If this trajectory holds, the pressure on real yields may ease, and the current selloff in hedges could appear as a temporary dislocation. If oil remains elevated for an extended period, the Monday rebound in both gold and Bitcoin may be viewed more as a relief trade than the beginning of a sustainable turnaround.

Published forecasts still provide both assets with potential for recovery, although the ranges are broad. A 2026 gold outlook indicated a gain of 5% to 15% in a shallow-slip scenario and 15% to 30% in a deeper risk situation, while a reflation scenario suggested a decline of 5% to 20%.

In the crypto space, an Investing.com report indicated that Citi reduced its 12-month Bitcoin target to $112,000 due to anticipated weaker ETF-driven demand and slower progress on US crypto legislation, while Standard Chartered cautioned that Bitcoin could drop to $50,000 before rebounding.
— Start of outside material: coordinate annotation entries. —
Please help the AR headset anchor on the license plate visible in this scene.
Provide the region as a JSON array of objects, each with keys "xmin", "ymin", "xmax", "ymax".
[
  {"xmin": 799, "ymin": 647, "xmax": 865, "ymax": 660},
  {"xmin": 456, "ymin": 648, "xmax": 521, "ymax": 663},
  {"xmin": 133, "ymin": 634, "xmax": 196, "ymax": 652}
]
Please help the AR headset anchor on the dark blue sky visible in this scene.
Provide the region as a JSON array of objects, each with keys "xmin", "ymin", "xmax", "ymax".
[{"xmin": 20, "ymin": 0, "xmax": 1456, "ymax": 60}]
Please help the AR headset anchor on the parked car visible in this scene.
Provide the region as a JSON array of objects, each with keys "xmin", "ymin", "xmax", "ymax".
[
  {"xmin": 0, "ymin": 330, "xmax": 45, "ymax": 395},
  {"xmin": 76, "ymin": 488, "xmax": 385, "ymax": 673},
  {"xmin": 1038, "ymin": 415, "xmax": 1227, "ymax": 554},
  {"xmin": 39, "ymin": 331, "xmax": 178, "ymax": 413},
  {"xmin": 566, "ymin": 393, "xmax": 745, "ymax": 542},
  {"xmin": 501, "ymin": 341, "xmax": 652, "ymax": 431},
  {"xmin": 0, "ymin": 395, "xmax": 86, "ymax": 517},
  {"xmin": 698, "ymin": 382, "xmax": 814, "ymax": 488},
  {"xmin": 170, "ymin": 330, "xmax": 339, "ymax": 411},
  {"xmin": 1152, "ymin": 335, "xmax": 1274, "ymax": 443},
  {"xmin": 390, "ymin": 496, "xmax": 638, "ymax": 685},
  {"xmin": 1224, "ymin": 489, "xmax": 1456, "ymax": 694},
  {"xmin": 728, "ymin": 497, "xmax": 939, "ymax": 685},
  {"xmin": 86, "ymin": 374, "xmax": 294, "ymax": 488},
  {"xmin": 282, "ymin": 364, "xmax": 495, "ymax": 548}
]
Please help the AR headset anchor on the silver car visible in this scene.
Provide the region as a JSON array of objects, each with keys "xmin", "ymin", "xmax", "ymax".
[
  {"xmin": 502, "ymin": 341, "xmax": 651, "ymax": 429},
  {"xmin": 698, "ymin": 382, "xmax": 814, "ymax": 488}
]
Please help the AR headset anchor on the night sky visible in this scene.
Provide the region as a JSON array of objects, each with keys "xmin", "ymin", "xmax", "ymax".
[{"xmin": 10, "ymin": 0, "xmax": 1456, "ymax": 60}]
These ranges align with the current market structure. Downside risks are still linked to yields. Upside potential is contingent on more stable energy markets, steadier inflation readings, and renewed ETF demand.

Narrower projection than the old “digital gold” debate typically allows

Gold and Bitcoin both experienced declines as the market adjusted the returns available in yield-bearing assets and questioned the speed at which inflation would diminish.

Monday’s rebound demonstrated that both can still recover when fear subsides. It also indicated that traders were reacting to the possibility of de-escalation, rather than restoring either asset to automatic safe-haven status.

For the upcoming quarter, the clearest checkpoints are already apparent.

The 10-year Treasury yield needs to cease its upward trajectory. Oil must trend toward the lower path outlined by the EIA forecast.

Bitcoin ETF flows need to transition from three consecutive outflow sessions back toward sustained inflows. Gold must maintain a rebound without another wave of significant GLD and IAU withdrawals.

Until these conditions are met, the market continues to convey the same message it expressed from Friday through Monday: cash flow and explicit yield take precedence over narrative when inflation risk is on the rise.